Generalized Holographic Reduced Representations.  April 22, 2024. 20:00GMT

Calvin Yeung, Zhuowen (Kevin) Zou, and Mohsen Imani, UC Irvine, USA 

Abstract: Hyperdimensional Computing acts as a bridge between connectionist and symbolic approaches to artificial intelligence (AI), offering explicit specification of representational structure akin to symbolic approaches while retaining the flexibility of the connectionist models. However, HDC's commutative binding operation poses challenges for encoding complex, nested compositional structures. To address this, we propose Generalized Holographic Reduced Representations (GHRR), an extension of Fourier Holographic Reduced Representations (FHRR), a specific HDC implementation. GHRR introduces a flexible, non-commutative binding operation, enabling improved encoding of complex data structures while preserving HDC's desirable properties of robustness and transparency. In this work, we introduce the GHRR framework, prove its theoretical properties and its adherence to HDC properties, explore its kernel and binding characteristics, and perform empirical experiments showcasing its flexible non-commutativity, enhanced decoding accuracy for compositional structures, and improved memorization capacity compared to FHRR 

Sketching of Polynomial KernelsMay 6, 2024. 20:00GMT

Rasmus Pagh, University of Copenhagen, Denmark.

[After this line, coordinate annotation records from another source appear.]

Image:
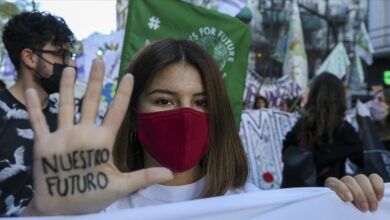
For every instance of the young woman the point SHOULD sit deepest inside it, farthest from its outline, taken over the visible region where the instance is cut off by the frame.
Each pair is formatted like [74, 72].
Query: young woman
[179, 117]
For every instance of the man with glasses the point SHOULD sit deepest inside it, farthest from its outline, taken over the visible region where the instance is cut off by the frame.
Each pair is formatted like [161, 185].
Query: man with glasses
[39, 46]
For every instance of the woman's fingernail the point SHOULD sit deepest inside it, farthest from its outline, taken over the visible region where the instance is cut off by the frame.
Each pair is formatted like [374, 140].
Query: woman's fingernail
[348, 196]
[363, 206]
[373, 206]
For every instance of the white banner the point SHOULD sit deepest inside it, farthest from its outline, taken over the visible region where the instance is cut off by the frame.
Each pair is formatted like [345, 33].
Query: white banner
[293, 203]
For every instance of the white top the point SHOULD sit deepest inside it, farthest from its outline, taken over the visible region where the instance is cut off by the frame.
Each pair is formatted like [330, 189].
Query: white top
[162, 194]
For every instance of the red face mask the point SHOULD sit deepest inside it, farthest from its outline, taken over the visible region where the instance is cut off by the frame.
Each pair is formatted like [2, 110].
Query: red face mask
[177, 139]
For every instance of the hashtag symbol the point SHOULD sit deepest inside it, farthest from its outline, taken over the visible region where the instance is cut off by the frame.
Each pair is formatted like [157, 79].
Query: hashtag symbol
[154, 23]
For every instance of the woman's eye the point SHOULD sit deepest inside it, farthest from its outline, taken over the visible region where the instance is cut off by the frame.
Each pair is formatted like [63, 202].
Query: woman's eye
[163, 102]
[201, 103]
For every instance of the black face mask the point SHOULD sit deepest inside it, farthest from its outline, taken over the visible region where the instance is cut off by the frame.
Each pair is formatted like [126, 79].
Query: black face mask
[52, 84]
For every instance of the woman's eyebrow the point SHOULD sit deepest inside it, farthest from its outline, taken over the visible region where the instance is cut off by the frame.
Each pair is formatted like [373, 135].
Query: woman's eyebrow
[163, 91]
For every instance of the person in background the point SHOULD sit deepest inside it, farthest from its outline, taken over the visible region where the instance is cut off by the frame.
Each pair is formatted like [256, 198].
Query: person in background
[39, 45]
[2, 85]
[322, 129]
[379, 110]
[260, 102]
[171, 123]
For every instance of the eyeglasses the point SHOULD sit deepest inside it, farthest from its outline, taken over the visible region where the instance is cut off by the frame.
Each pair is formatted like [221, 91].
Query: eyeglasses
[65, 54]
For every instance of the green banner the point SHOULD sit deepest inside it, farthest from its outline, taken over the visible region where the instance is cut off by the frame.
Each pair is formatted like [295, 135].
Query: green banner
[226, 38]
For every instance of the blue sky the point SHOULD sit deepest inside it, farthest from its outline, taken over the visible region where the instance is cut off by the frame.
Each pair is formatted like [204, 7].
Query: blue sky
[84, 16]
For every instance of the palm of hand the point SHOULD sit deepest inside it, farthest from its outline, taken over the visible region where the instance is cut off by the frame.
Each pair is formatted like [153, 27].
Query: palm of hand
[73, 167]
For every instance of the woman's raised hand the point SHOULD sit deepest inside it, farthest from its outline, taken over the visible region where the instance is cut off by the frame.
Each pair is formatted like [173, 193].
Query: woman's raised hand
[365, 192]
[73, 167]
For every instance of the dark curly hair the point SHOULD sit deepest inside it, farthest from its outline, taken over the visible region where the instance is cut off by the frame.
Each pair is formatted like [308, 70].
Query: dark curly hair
[324, 110]
[34, 30]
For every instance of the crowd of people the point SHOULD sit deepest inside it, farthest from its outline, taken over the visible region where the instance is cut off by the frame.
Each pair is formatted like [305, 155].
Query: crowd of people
[168, 136]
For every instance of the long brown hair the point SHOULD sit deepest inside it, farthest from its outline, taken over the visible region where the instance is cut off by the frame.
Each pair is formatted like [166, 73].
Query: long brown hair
[225, 163]
[324, 111]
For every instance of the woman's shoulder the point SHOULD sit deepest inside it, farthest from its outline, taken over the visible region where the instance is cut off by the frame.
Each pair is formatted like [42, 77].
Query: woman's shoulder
[248, 187]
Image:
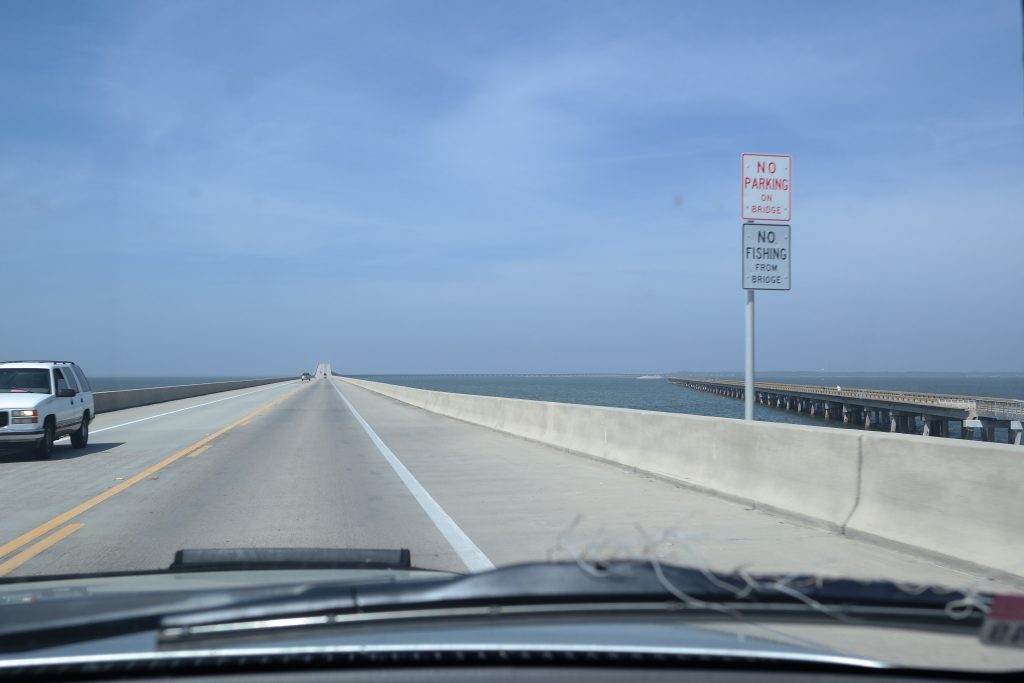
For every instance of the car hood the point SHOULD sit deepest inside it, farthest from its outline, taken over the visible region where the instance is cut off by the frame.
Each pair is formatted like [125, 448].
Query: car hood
[20, 400]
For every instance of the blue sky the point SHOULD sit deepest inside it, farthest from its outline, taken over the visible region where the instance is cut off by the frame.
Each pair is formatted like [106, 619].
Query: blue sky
[246, 187]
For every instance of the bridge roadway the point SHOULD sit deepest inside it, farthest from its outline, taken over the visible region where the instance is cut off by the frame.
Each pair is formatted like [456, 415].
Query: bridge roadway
[328, 464]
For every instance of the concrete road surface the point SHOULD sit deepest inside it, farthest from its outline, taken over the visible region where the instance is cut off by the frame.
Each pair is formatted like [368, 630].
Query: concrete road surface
[327, 464]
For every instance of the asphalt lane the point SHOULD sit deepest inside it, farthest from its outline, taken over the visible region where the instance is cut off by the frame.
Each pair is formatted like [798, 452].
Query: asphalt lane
[300, 473]
[328, 464]
[121, 444]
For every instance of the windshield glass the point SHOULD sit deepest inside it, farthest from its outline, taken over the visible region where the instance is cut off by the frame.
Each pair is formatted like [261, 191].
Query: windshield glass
[23, 381]
[731, 286]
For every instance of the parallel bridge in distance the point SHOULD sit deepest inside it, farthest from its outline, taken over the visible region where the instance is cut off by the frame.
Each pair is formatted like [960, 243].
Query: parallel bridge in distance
[882, 409]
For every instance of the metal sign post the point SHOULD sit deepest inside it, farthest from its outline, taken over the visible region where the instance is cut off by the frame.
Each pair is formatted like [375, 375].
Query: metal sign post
[765, 197]
[749, 376]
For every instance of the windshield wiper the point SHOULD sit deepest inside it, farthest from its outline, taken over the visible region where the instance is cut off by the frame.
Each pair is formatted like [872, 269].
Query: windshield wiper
[230, 559]
[68, 615]
[547, 588]
[617, 586]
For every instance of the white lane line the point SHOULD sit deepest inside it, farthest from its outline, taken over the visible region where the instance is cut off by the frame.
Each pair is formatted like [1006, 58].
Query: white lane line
[472, 556]
[180, 410]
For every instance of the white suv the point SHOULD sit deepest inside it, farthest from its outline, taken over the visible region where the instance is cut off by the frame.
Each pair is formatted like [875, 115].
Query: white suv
[42, 400]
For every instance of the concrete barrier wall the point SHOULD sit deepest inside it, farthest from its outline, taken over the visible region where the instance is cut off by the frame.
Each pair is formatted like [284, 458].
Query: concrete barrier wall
[118, 400]
[947, 497]
[960, 499]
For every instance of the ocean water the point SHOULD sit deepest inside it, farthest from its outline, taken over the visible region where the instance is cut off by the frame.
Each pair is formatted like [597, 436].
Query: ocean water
[657, 394]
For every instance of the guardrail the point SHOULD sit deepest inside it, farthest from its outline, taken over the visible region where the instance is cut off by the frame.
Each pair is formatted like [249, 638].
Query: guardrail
[999, 409]
[107, 401]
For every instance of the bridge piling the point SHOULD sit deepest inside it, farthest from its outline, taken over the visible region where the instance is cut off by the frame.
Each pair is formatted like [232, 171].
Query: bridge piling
[879, 409]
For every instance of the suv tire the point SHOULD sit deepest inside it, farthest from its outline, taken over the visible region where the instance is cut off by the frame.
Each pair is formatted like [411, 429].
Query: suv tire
[80, 437]
[44, 447]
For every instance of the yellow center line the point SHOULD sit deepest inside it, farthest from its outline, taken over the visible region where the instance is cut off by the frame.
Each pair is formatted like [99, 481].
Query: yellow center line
[47, 526]
[29, 553]
[200, 451]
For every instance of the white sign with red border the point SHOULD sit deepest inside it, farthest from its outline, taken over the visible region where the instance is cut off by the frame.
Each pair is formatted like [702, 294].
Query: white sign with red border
[767, 187]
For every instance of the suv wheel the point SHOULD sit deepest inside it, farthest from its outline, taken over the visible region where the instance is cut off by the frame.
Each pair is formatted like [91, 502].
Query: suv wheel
[80, 437]
[44, 447]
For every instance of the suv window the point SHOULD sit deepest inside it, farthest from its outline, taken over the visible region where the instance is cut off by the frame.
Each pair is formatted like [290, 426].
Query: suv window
[82, 381]
[25, 380]
[59, 381]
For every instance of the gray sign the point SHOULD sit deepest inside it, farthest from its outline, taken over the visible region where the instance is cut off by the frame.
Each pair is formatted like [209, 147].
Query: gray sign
[767, 256]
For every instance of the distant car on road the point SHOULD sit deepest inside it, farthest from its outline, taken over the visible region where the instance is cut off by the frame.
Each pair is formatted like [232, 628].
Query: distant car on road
[42, 400]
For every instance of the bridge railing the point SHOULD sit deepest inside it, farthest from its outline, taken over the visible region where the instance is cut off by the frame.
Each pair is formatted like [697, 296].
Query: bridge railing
[1000, 409]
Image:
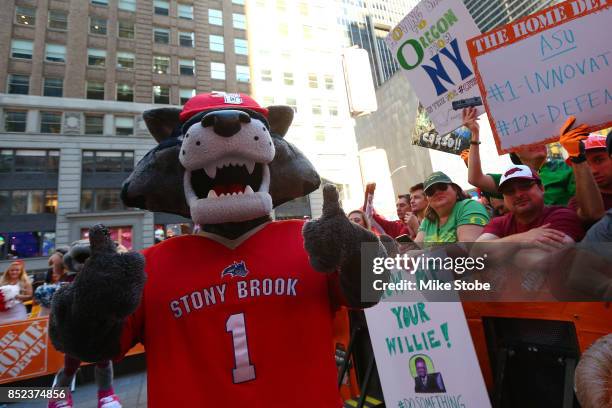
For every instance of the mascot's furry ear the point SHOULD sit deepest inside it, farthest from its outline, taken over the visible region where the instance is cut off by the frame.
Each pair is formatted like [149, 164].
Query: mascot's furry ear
[162, 122]
[280, 118]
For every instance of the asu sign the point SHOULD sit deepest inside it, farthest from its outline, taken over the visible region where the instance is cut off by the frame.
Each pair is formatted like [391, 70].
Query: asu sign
[23, 349]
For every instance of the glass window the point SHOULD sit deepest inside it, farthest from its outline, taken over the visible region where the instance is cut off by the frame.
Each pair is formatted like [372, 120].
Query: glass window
[185, 11]
[94, 124]
[124, 126]
[127, 5]
[22, 49]
[187, 67]
[239, 21]
[161, 65]
[58, 20]
[217, 70]
[161, 35]
[241, 46]
[161, 94]
[53, 87]
[161, 7]
[125, 93]
[55, 53]
[313, 82]
[125, 59]
[15, 121]
[97, 26]
[25, 15]
[243, 74]
[266, 75]
[215, 17]
[96, 58]
[95, 90]
[19, 84]
[50, 122]
[126, 29]
[186, 94]
[186, 39]
[216, 43]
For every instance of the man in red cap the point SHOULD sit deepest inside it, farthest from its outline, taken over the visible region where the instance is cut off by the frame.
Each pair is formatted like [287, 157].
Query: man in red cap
[592, 168]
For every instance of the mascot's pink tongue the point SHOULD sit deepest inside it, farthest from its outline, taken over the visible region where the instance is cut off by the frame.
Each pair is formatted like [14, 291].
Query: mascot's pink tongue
[229, 189]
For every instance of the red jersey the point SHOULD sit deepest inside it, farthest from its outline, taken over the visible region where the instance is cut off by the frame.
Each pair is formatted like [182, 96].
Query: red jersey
[232, 327]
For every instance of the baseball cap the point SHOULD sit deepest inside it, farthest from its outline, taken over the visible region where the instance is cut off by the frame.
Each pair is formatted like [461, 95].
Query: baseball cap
[436, 177]
[517, 172]
[219, 100]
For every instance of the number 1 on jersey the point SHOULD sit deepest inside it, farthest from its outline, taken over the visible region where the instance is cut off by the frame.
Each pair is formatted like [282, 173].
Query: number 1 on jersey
[244, 370]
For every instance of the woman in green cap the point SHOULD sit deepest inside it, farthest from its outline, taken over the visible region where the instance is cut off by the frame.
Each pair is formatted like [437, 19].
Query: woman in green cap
[451, 215]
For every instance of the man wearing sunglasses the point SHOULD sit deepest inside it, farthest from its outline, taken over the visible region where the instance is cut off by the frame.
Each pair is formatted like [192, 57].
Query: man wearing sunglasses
[529, 222]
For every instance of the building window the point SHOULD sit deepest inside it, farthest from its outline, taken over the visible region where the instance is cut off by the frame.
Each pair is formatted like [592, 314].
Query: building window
[55, 53]
[161, 94]
[127, 5]
[50, 122]
[102, 161]
[161, 7]
[161, 65]
[53, 87]
[266, 75]
[29, 161]
[125, 93]
[187, 67]
[161, 36]
[126, 29]
[104, 199]
[96, 58]
[215, 17]
[95, 90]
[217, 70]
[216, 43]
[19, 84]
[97, 26]
[22, 49]
[125, 60]
[186, 94]
[313, 82]
[185, 11]
[243, 74]
[241, 46]
[94, 124]
[25, 15]
[124, 126]
[58, 20]
[15, 121]
[186, 39]
[239, 21]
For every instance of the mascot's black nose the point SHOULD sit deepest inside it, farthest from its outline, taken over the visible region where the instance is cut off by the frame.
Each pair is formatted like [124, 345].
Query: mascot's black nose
[226, 123]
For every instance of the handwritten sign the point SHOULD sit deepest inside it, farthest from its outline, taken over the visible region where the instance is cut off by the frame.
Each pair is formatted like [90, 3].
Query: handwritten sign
[536, 71]
[429, 46]
[23, 349]
[424, 354]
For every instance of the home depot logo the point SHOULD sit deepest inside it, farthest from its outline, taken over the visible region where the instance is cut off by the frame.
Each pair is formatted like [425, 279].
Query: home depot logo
[23, 348]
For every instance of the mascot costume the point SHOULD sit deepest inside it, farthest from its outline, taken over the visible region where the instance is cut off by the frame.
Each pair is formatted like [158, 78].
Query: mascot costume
[238, 314]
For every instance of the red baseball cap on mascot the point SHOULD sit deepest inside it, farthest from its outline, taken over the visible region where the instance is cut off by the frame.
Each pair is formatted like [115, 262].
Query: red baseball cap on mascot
[219, 100]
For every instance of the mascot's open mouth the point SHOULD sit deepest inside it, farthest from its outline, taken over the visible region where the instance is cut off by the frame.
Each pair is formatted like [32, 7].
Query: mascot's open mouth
[228, 177]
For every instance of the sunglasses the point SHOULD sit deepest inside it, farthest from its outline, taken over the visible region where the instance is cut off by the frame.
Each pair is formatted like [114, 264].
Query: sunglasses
[431, 190]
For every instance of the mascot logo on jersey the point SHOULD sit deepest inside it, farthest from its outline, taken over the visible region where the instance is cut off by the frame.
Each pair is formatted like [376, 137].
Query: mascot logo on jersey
[221, 159]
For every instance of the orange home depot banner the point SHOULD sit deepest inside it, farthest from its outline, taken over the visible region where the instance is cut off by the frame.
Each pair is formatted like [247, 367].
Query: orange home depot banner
[23, 349]
[538, 70]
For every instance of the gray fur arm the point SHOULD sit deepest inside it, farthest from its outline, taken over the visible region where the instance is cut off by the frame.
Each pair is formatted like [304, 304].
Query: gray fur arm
[335, 243]
[87, 315]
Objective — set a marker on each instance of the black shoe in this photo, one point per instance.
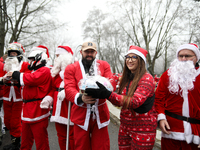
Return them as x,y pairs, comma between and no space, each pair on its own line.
15,145
11,147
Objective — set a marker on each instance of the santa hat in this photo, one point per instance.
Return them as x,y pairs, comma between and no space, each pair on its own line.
20,45
190,46
63,50
41,48
138,51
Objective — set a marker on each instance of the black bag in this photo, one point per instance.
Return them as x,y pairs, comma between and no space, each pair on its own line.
146,106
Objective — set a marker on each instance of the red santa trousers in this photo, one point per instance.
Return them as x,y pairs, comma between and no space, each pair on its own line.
37,131
62,136
170,144
130,140
93,139
12,117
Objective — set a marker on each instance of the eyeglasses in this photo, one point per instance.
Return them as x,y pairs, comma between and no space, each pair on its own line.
186,56
132,58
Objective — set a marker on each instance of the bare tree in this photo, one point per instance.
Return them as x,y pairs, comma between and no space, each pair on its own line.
149,24
24,20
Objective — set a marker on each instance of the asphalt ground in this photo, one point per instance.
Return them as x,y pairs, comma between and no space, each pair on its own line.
113,130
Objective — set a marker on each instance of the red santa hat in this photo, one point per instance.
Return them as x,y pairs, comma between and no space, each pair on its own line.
190,46
41,48
138,51
63,50
20,45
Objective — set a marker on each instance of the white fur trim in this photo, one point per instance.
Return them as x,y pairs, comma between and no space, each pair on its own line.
75,100
161,117
61,120
134,51
190,47
39,49
87,119
61,73
181,137
21,79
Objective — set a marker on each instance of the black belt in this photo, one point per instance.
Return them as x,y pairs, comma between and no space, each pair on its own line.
31,100
11,84
191,120
59,89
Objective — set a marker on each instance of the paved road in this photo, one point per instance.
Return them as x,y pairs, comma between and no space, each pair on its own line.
53,140
113,129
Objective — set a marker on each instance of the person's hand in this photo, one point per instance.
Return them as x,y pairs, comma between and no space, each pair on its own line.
100,93
88,99
7,77
164,126
61,95
46,102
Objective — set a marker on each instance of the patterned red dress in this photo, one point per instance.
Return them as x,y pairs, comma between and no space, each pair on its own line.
137,131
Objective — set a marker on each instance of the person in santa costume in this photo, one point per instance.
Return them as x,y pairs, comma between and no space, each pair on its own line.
57,97
177,101
1,97
12,100
90,116
36,85
136,97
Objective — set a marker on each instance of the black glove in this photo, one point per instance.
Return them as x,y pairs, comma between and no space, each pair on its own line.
100,93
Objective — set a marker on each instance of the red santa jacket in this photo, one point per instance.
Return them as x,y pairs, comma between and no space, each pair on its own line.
36,85
80,114
60,108
164,100
134,121
14,92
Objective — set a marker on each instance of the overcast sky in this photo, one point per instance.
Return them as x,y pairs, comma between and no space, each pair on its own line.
75,12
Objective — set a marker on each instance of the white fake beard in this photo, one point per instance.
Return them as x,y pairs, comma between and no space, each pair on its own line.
60,63
11,64
183,74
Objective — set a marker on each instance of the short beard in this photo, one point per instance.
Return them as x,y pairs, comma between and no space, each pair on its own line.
11,64
87,62
60,63
183,74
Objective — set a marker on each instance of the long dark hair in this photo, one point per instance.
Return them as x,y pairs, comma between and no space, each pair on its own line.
125,79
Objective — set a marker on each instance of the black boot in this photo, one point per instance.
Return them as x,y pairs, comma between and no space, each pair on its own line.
15,145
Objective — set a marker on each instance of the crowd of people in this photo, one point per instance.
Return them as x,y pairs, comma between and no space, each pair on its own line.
74,93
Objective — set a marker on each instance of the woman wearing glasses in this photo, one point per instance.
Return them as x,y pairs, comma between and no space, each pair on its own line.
136,96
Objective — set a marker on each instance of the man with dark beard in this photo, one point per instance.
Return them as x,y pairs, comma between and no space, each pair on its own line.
12,100
177,101
89,115
57,97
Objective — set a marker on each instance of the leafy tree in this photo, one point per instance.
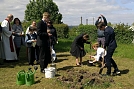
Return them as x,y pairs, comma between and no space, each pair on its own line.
36,8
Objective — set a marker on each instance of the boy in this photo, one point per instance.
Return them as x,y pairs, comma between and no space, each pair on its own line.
30,40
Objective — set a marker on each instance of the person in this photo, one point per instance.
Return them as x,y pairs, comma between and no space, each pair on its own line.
100,53
42,42
53,32
77,47
1,48
30,40
33,24
18,35
100,33
8,44
110,46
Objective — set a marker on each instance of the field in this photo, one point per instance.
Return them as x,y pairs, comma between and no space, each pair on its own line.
66,67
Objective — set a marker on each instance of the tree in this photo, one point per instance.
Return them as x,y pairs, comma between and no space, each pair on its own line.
36,8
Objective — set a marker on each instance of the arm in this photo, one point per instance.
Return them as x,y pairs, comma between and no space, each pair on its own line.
97,21
42,30
5,29
104,19
14,29
28,40
107,38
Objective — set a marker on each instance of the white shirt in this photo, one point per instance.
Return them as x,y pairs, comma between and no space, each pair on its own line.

Abstract: Approximation of non-linear kernels using random feature mapping has been successfully employed in large-scale data analysis applications, accelerating the training of kernel machines. While previous random feature mappings run in O(ndD) time for n training samples in d-dimensional space and D random feature maps, Tensor Sketch (Pham & P., KDD ‘13) approximates any polynomial kernel in O(n(d + D log D)) time. This talk presents Tensorsketch and its relation to CountSketch, a fast dimension reduction technique by Charikar et al. that has become a key tool in dealing with high-dimensional data. It will also touch upon some later extensions to Tensorsketch. 

Modularizing and Assembling Cognitive Map Learners via Hyperdimensional Computing.  May 20, 2024. 20:00GMT

Nathan McDonald, Air Force Research Laboratory, USA

Abstract: Biological organisms must learn how to control their own bodies to achieve deliberate locomotion, that is, predict their next body position based on their current position and selected action. Such learning is goal-agnostic with respect to maximizing (minimizing) an environmental reward (penalty) signal. A cognitive map learner (CML) is a collection of three separate yet collaboratively trained artificial neural networks which learn to construct representations for the node states and edge actions of an arbitrary bidirectional graph. In so doing, a CML learns how to traverse the graph nodes; however, the CML does not learn when and why to move from one node state to another. This work created CMLs with node states expressed as high dimensional vectors suitable for hyperdimensional computing (HDC), a form of symbolic machine learning (ML). In so doing, graph knowledge (CML) was segregated from target node selection (HDC), allowing each ML approach to be trained independently. The first approach used HDC to engineer an arbitrary number of hierarchical CMLs, where each graph node state specified target node states for the next lower level CMLs to traverse to. Second, an HDC-based stimulus-response experience model was demonstrated per CML. Because hypervectors may be in superposition with each other, multiple experience models were added together and run in parallel without any retraining. Lastly, a CML-HDC ML unit was modularized: trained with proxy symbols such that arbitrary, application-specific stimulus symbols could be operated upon without retraining either CML or HDC model. These methods provide a template for engineering heterogenous ML systems. 

Presented slides

VSAONLINE-BLITZJune 3, 2024. 20:00GMT

Stefan Riemann, University of Zurich, Switzerland : Memory from Almost Nothing 

Josh Cynamon, Indiana University, USA : Permutations in VSA


The last session of the Spring Season 2024 on VSAONLINE features two shorter talks discussing exploratory work.